Halaus: rigid structure, rigid schedule, brutal punishment, isolation from family, groups, homogenized learning environment. Not warm and fuzzy. Brutal, efficient, cruel. Also, effective but. Not nice. Family groups: also not nice. In a word: infanticide. These systems WERE effective. They ensured group survival. But there was a lot of blood and brutality. Entire martial classes. Group executions. Rigid and sometimes arbitrary-seeming taboos enforced with executions, like the famous example of the chief's shadow. If it touched you, you were put to death.
This is not Aloha, Malama, Kokua. This is Ikaika, Ku, Lua, Koa. These are the real Hawaiian values, not emasculated by tourism and nostalgia.
The "indigenous learning column" is a complete fairy tale-- a bizarre soothing dream Hawaiian educators tell themselves about their warm fuzziness when the real cultural story is all hard edges and sharp corners. Perfectly respectable sharp corners. Excellently sharp.
The Hawaiian educational culture, as it actually exists, not as it is imagined by gurgling professional development speakers, is characterized by huki i ka pepeiau, Pull the ear. Give lickins, give cracks, sit down, shut up, and respect your elders.

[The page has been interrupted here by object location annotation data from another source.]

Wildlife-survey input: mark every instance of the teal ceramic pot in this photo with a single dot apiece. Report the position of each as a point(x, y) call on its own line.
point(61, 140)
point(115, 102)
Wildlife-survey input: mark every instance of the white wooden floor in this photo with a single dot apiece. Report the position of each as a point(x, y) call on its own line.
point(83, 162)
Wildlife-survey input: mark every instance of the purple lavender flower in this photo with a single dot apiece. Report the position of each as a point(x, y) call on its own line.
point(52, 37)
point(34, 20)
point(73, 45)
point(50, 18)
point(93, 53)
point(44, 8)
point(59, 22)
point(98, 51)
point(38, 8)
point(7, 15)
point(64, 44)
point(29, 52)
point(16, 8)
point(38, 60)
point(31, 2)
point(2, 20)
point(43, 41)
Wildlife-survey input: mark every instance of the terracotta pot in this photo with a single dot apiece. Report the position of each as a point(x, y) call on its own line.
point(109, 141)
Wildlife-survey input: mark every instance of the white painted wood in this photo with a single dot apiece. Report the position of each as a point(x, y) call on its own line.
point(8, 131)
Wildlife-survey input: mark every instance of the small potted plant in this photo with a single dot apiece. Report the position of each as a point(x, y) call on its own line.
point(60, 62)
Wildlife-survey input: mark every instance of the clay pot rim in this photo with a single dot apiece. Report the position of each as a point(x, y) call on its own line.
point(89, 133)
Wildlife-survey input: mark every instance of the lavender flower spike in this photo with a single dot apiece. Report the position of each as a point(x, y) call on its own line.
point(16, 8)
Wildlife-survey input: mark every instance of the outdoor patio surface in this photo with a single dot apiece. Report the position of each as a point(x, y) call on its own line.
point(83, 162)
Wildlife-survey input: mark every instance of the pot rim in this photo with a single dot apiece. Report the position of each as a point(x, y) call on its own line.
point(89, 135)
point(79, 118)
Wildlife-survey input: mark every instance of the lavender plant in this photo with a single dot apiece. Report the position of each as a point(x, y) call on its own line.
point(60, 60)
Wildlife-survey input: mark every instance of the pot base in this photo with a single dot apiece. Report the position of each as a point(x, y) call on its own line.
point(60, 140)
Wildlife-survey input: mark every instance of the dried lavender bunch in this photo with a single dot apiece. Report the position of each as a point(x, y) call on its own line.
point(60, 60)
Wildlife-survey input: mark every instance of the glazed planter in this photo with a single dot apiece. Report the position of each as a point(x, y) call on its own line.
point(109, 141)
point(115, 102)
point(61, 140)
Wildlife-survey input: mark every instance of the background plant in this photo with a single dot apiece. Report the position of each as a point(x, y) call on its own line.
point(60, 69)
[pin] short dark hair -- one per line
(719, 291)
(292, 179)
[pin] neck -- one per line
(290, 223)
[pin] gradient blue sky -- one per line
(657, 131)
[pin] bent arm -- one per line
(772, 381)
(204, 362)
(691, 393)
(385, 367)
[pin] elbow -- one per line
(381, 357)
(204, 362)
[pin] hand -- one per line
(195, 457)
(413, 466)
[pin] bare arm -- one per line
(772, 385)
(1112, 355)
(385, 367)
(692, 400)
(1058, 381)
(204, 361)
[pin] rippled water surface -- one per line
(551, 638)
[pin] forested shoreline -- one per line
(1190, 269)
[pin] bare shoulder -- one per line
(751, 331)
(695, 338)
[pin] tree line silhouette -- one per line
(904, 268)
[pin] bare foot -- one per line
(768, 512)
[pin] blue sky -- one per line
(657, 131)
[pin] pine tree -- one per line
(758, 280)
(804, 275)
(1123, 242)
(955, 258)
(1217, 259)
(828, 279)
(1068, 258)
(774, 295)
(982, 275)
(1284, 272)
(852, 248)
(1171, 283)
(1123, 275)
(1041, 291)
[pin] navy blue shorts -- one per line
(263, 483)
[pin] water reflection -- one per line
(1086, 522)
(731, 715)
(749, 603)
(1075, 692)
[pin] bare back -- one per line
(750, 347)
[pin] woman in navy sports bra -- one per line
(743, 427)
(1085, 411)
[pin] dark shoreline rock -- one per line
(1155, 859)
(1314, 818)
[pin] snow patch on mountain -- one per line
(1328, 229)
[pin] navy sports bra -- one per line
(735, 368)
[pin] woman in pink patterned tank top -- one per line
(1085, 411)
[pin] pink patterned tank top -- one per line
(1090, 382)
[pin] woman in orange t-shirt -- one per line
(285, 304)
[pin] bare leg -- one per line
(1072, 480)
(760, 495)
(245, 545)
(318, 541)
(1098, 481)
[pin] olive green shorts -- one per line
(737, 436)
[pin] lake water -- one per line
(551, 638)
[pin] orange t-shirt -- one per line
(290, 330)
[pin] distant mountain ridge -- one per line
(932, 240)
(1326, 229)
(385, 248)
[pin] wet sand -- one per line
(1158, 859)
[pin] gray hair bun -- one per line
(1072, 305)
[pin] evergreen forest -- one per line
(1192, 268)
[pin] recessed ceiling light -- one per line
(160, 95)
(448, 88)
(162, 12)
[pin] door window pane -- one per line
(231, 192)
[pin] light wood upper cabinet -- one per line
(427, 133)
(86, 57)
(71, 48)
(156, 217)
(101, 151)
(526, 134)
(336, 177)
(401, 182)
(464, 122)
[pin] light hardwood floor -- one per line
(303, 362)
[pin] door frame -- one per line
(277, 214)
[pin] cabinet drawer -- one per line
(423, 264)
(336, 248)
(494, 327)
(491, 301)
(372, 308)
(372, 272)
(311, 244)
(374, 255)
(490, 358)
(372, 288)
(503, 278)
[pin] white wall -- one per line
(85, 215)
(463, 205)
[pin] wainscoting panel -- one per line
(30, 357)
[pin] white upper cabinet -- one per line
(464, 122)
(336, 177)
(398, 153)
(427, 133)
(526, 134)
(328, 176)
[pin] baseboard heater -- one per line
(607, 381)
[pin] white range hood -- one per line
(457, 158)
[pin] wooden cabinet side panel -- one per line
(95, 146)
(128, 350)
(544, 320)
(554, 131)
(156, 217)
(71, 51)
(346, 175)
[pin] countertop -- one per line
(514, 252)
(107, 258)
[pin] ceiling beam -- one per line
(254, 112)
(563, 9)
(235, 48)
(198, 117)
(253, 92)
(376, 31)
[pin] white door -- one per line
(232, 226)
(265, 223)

This is the actual culture of Hawaiian education. Not the fluffy Aloha Kekahi i Kekahi (love one another) stuff, but Pane you waha (shut your mouth).
My 5 year old's first day of kindergarten at this Hawaiian immersion school illustrates the actual cultural values of the school pretty clearly. When we got home, I asked her what she learned. Did she learn Ke'olu'olu (please) or Mahalo (thank you) or A Hui Hou (See you later)?
Nope. The first day of kindergarten, she came home with two phrases completely mastered:
Noho i lalo, e hamau kou waha.
Sit down and shut up.
So what? The Hawaiian education system needs to examine the Hawaiian culture AS IT ACTUALLY IS, not what Aloha Airlines told us it was. Look at the way your Auntie gave you lickins, the way you tell your kid to "Mai Niele!" (stop asking questions), the way teachers of all sorts say "Nana ka make, ho'olohe ka pepeiao, pa'a ka waha" (open your eyes, open your ears, and shut your mouth.)
That's Hawaiian education.
It's not warm and fuzzy; it is what it is, and it works for itself. But educators who embrace Hawaiian culture need to be better at accepting what that culture actually is, and what it definitely is NOT.